Но успокоить деда оказалось невозможно. Через полчаса он уже не ходил, а скакал по избе, то и дело выбегая на улицу. Останавливался, лишь когда астма перехватывала горло и душил тяжелый, хрипящий кашель. Баба Оля помаленьку заражалась его суетливостью, и все чаще становилось слышно ее «ой-ой, господи!». Наконец она не выдержала, глянула на хлебы в печи и встала на колени перед божничкой. Мы с Алькой залезли на печь и притихли. Снизу, из-под заслонки, уже струился и расходился по избе запах горячего хлеба. Я всегда с нетерпением ждал, когда станут вынимать караваи; не дожидаясь, когда они остынут на полке, прикрытые полотенцем, нам отламывали по корочке, и мы бегали по горнице, перекидывая хлеб с ладони на ладонь…

– Господи! Владыко небесный! – молилась баба Оля. – Спаси и сохрани рабу твою Валентину и ребеночка ее в утробе…

Дед мой Семен Тимофеевич в жизни лба-то путем не крестил, ни одной молитвы наизусть не помнил, но тут встал за спиной у бабки и неожиданно посоветовал:

– Ты больше на Варвару-великомученицу молись. Сказывали, она бабам помогает…

– Уйди, – бросила баба Оля, – не суйся.

Она считала, что дед всегда смеется над ней, и терпеть не могла, когда он вмешивался или окликал во время молитвы. Дед сел на верстак и, скручивая цигарку, выглянул в верхний, незастывший глазок окошка. Вдруг руки его дрогнули, табак просыпался, и, сползая с верстака, дед закричал:

– Идет!!!

Он скакнул к порогу, выбил руками дверь и пропал в облаке пара.

Первой вошла мать. Я хорошо запомнил ее ноги, может быть, потому, что ростом был вровень с ними. На голых коленях и икрах запеклись длинные струйки крови…

За нею, обнимая громоздкий сверток из материной шали, ввалился дед…


Мы долго ходим с братьями по торбинской дороге, по осиннику, который начинается в двух километрах от Алейки и тянется полосой до чистого бора. Полоса эта не широкая, метров восемьсот – да и то, поди, не наберется. Шелестят перезревшие, в коростах, осины, свечками тянется вверх густой молодняк, редко темнеют мачты живого и мертвого пихтача. Земля здесь черная, жирная, с травою по пояс – все больше папоротник, осот да пырей, – с болотцами, мочажинками, ручейками. Вода в них темная, таежная, кажется – глубокая, но сунешь руку – едва ладонь скрывает. А дорога была и есть вечно разбитая, с колеями по колено, с гатями и многочисленными объездами.

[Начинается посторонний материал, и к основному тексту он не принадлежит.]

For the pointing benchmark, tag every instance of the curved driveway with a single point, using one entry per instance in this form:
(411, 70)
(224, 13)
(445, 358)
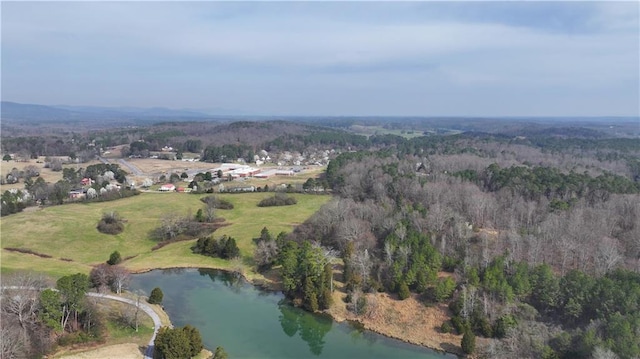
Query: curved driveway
(146, 308)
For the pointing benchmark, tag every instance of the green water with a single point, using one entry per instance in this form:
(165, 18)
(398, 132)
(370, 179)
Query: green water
(252, 323)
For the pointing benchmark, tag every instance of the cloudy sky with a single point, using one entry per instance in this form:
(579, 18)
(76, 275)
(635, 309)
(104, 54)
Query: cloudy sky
(328, 58)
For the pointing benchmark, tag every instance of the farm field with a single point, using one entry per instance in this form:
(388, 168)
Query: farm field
(46, 173)
(68, 233)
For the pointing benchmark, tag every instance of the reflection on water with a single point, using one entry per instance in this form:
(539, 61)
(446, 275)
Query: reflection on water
(253, 323)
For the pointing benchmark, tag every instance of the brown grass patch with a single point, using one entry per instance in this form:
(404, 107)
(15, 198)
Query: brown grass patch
(27, 251)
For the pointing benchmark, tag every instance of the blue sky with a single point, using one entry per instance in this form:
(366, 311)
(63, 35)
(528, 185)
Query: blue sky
(328, 58)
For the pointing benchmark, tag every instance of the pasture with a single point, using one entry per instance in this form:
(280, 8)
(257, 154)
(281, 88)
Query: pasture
(68, 233)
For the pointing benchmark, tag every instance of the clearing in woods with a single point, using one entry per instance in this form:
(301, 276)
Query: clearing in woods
(69, 236)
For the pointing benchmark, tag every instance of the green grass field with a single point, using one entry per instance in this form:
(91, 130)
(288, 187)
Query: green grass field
(69, 232)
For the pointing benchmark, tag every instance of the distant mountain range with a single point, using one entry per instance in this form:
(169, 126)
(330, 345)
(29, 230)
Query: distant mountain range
(42, 113)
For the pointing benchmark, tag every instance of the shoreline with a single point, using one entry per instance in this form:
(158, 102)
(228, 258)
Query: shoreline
(268, 285)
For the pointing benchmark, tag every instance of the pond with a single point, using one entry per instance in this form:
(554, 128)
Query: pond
(253, 323)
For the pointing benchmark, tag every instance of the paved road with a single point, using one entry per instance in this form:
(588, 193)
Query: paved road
(148, 354)
(136, 171)
(147, 309)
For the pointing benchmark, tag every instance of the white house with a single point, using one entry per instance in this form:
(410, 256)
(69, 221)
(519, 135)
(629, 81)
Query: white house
(167, 187)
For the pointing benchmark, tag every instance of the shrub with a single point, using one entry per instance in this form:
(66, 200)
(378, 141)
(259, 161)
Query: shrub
(444, 289)
(216, 202)
(279, 199)
(224, 247)
(468, 342)
(114, 258)
(403, 291)
(446, 327)
(156, 296)
(111, 223)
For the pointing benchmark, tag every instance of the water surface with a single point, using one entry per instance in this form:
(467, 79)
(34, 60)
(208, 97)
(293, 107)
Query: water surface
(253, 323)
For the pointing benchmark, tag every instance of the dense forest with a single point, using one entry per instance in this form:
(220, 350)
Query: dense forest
(544, 244)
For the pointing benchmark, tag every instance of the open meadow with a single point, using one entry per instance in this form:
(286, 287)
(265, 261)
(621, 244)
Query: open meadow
(69, 236)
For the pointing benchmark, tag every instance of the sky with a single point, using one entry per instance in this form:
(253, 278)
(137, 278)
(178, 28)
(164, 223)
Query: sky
(327, 58)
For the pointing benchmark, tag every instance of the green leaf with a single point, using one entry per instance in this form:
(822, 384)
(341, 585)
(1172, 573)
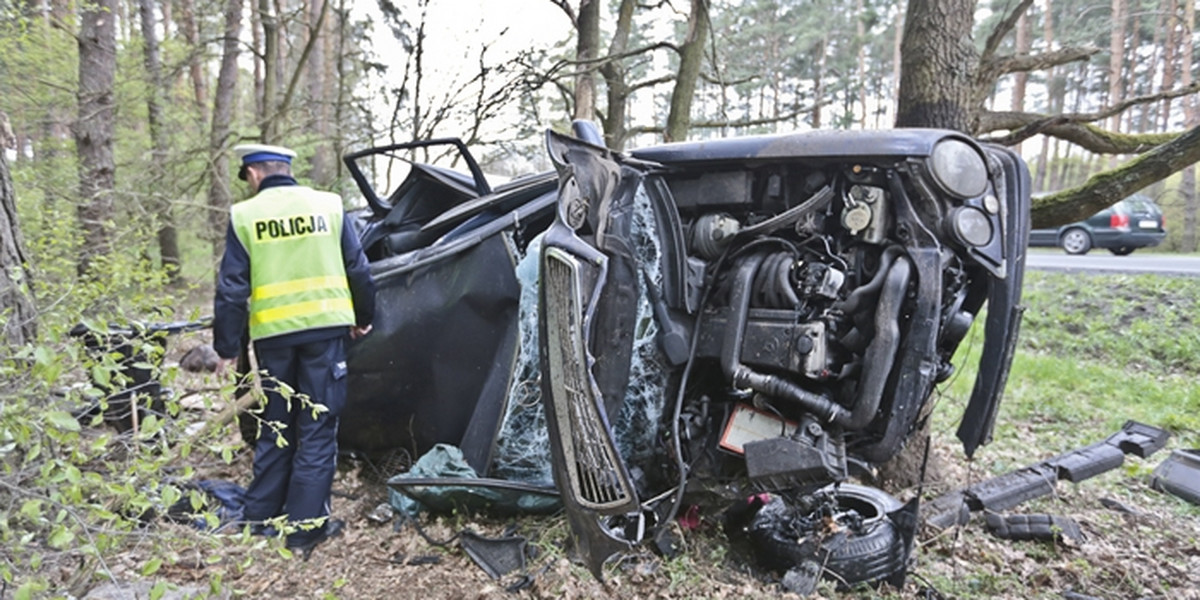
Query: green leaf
(31, 509)
(151, 567)
(157, 591)
(61, 538)
(63, 420)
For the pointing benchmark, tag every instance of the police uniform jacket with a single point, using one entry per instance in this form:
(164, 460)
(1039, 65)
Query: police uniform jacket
(288, 311)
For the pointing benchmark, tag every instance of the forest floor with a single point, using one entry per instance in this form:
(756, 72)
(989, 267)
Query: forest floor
(1138, 543)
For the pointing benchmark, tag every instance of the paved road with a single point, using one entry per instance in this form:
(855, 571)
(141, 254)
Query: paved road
(1104, 262)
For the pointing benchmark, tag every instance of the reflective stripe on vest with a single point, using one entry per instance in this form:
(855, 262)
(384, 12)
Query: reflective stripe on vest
(298, 277)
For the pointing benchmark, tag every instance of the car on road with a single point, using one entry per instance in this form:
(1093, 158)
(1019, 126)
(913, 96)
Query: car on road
(1132, 223)
(690, 324)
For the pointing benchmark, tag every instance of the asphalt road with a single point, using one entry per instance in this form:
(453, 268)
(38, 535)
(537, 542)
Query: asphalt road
(1101, 261)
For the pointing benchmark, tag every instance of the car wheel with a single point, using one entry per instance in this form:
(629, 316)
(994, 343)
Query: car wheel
(867, 549)
(1075, 241)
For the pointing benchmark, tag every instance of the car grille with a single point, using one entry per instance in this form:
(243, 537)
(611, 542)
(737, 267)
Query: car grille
(598, 478)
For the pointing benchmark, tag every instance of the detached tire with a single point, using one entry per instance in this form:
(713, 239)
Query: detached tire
(870, 552)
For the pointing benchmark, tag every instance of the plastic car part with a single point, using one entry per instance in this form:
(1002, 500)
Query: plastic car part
(1035, 481)
(496, 556)
(1033, 527)
(1179, 475)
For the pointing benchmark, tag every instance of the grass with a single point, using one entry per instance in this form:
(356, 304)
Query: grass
(1093, 352)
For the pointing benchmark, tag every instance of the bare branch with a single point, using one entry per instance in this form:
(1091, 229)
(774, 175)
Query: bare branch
(1081, 133)
(1026, 63)
(1072, 126)
(1110, 186)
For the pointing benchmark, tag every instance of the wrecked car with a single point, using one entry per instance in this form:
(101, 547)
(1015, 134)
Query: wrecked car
(744, 322)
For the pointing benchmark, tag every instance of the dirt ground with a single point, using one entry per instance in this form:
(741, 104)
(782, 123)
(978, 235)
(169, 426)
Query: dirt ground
(1151, 552)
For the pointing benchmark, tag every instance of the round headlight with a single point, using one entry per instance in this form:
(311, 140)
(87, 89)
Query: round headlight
(971, 226)
(959, 169)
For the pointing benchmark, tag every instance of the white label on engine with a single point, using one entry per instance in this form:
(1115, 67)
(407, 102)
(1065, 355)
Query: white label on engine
(748, 424)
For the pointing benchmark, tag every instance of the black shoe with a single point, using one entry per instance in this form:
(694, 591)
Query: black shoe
(333, 528)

И еще здесь особенно поют птицы. То тихо щебечут, и тогда чудится, щебечет весь лес, и земля, и трава. То кричат пронзительно и длинно, причем не перебивая друг друга, словно в театре солисты. Одна поет – все слушают. И кукушки здесь кукуют подолгу, без перерыва. Спросишь – сколько лет еще жить? – и считать устанешь…

Мы ходим с братьями-двойняшками по осиннику и ищем место, где они родились. Тимофей ищет серьезно. Идет от дерева к дереву, щупает шершавые стволы такой же шершавой рукой, смотрит под ноги, по сторонам, к чему-то прислушивается, замерев взглядом на одной точке. Мне кажется, что в такие моменты он пытается вспомнить. Но не вспоминает и идет дальше. Николай шагает серединой дороги, пиная грибы поганки, и от тоски посвистывает. Он уже притомился от безделья и жары, часто ложится на живот и пьет из лужиц воду, с шумом переводя дух и отфыркиваясь. Вода теплая, застоявшаяся, с личинками комаров, но совсем безвредная. Здесь давно уже все стерильно…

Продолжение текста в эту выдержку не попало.